6. Discussion and Conclusions
In this paper, it is evident that the kinematic and joint compliance modeling method effectively enhances the position accuracy of robotic vision systems. Through an innovative integration of a 3D rotary laser sensor, unified kinematic modeling, joint compliance modeling, and a three-stage parameter identification process, this research offers a comprehensive solution to the challenges of system position accuracy. The two validation experiments—employing both a laser tracker and a 3D vision measurement system to assess the accuracy of the proposed models—robustly demonstrate the method’s superiority over existing models. Compared to the Modified Denavit–Hartenberg (MDH), nonlinear transmission model (NTM), and Rigid–Flexible Coupling Model (RFCM) methods, our approach proves its efficacy in enhancing the position accuracy of robotic vision system. The following discussion reviews the key aspects of the proposed model, evaluates its complexity related to previous methods, and emphasizes its potential benefits for industrial manufacturing cycles that require the highest precision.

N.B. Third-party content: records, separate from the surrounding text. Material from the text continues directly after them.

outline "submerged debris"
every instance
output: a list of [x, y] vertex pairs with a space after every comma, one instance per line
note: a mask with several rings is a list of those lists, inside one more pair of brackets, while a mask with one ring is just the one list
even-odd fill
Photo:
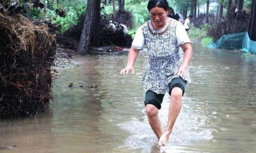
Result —
[[25, 17], [0, 13], [0, 118], [42, 112], [52, 97], [54, 36]]
[[[76, 86], [73, 85], [73, 83], [70, 83], [69, 85], [69, 88], [73, 88], [76, 87]], [[78, 86], [78, 87], [82, 88], [97, 88], [97, 86], [95, 85], [91, 84], [91, 85], [80, 85]]]

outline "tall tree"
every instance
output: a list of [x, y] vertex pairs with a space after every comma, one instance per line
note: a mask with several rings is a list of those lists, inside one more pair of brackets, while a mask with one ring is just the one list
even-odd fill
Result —
[[193, 17], [195, 19], [197, 18], [197, 0], [194, 0], [194, 14]]
[[29, 0], [27, 0], [26, 3], [27, 4], [27, 13], [26, 15], [27, 18], [29, 18], [30, 17], [30, 2]]
[[50, 5], [50, 1], [49, 0], [47, 0], [47, 8], [48, 8], [49, 10], [52, 10], [52, 7], [51, 6], [51, 5]]
[[200, 2], [198, 1], [198, 3], [197, 3], [197, 8], [198, 8], [198, 11], [197, 11], [197, 16], [198, 16], [200, 14]]
[[192, 17], [194, 17], [194, 7], [193, 7], [193, 5], [194, 4], [194, 0], [192, 0], [190, 1], [190, 14]]
[[217, 23], [217, 22], [219, 20], [219, 19], [218, 18], [218, 17], [219, 17], [219, 4], [218, 5], [218, 7], [217, 8], [217, 11], [216, 12], [216, 15], [215, 16], [215, 19], [214, 19], [214, 23], [215, 24]]
[[94, 18], [94, 29], [93, 32], [93, 39], [92, 45], [94, 46], [99, 46], [100, 44], [100, 0], [96, 0], [96, 7], [99, 11], [96, 13], [96, 16]]
[[222, 3], [219, 3], [219, 13], [218, 14], [218, 19], [221, 19], [223, 16], [223, 4]]
[[206, 23], [209, 22], [209, 6], [210, 4], [210, 0], [207, 0], [206, 2]]
[[237, 6], [237, 12], [236, 13], [236, 19], [240, 19], [243, 14], [243, 3], [244, 0], [238, 0], [238, 4]]
[[124, 9], [124, 0], [118, 0], [118, 11], [122, 12]]
[[77, 52], [82, 54], [88, 54], [91, 40], [93, 33], [99, 31], [98, 26], [95, 26], [100, 23], [100, 18], [96, 18], [100, 13], [100, 0], [87, 0], [86, 13], [84, 17], [84, 21]]
[[112, 5], [113, 5], [113, 14], [114, 16], [115, 14], [115, 0], [112, 0]]
[[248, 33], [250, 39], [252, 40], [256, 41], [256, 0], [252, 0]]
[[184, 20], [187, 18], [187, 9], [185, 10], [185, 15], [184, 16]]
[[228, 0], [228, 3], [226, 7], [226, 14], [228, 14], [230, 12], [231, 4], [232, 4], [232, 0]]

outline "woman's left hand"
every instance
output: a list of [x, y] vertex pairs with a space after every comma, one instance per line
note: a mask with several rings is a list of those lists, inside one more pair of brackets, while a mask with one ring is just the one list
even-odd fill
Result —
[[182, 78], [186, 77], [187, 75], [187, 68], [184, 66], [181, 66], [175, 71], [174, 74], [179, 74]]

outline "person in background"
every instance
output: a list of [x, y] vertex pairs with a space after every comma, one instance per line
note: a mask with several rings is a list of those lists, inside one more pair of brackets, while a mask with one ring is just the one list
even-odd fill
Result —
[[168, 15], [168, 17], [175, 19], [176, 20], [181, 22], [181, 19], [180, 15], [177, 13], [174, 12], [173, 9], [172, 7], [170, 7], [170, 13]]
[[190, 27], [189, 26], [189, 23], [190, 22], [190, 20], [191, 20], [192, 18], [193, 18], [193, 17], [192, 15], [190, 15], [184, 21], [184, 28], [185, 28], [185, 29], [187, 32], [187, 35], [188, 35], [188, 31], [190, 28]]

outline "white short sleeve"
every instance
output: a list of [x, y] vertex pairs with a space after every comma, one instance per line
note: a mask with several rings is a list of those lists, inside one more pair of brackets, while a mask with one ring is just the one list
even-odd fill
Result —
[[186, 43], [191, 43], [188, 36], [186, 31], [181, 24], [177, 24], [176, 29], [176, 38], [177, 41], [177, 46], [181, 46]]
[[139, 27], [136, 31], [134, 39], [132, 43], [132, 47], [139, 50], [143, 50], [144, 45], [145, 45], [145, 39], [142, 33], [142, 29], [141, 26]]

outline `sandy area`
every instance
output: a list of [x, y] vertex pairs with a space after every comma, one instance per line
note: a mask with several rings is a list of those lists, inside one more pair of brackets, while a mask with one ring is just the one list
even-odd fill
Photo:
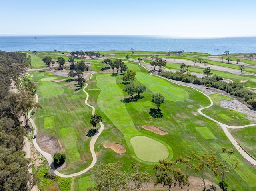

The integration of kinematic and joint compliance factors introduces an increase in model complexity. This complexity is a direct consequence of our comprehensive approach to modeling, which accounts for factors often overlooked in simpler models, such as the elasticity of robotic joints, and the impact of external loads and links. While the proposed model demands more significant computational resources and a complex calibration process, it delivers substantial improvements in position accuracy by at least 9.1% according to the experiment results. These improvements are critical in applications where precision is paramount, outweighing the drawbacks associated with increased model complexity.
The practical implications of our model are particularly significant in high-precision industrial manufacturing cycles. The advanced accuracy offered by our modeling approach can lead to remarkable enhancements in product quality and a notable reduction in waste and rework. In industries such as industrial manufacturing, automotive assembly, and aerospace engineering, where the cost of inaccuracies can be exceptionally high, the potential savings and efficiency gains are substantial. Furthermore, the adaptability of our model to various robotic systems and its scalability across different manufacturing tasks underscore its versatility and broad applicability.
Future research will focus on streamlining the model’s complexity and enhancing its usability, striving to simplify the calibration process and reduce computational requirements without compromising the accuracy benefits. Furthermore, exploring the model’s application across a broader range of industrial scenarios will be crucial in fully realizing its potential to revolutionize precision in robotic automation.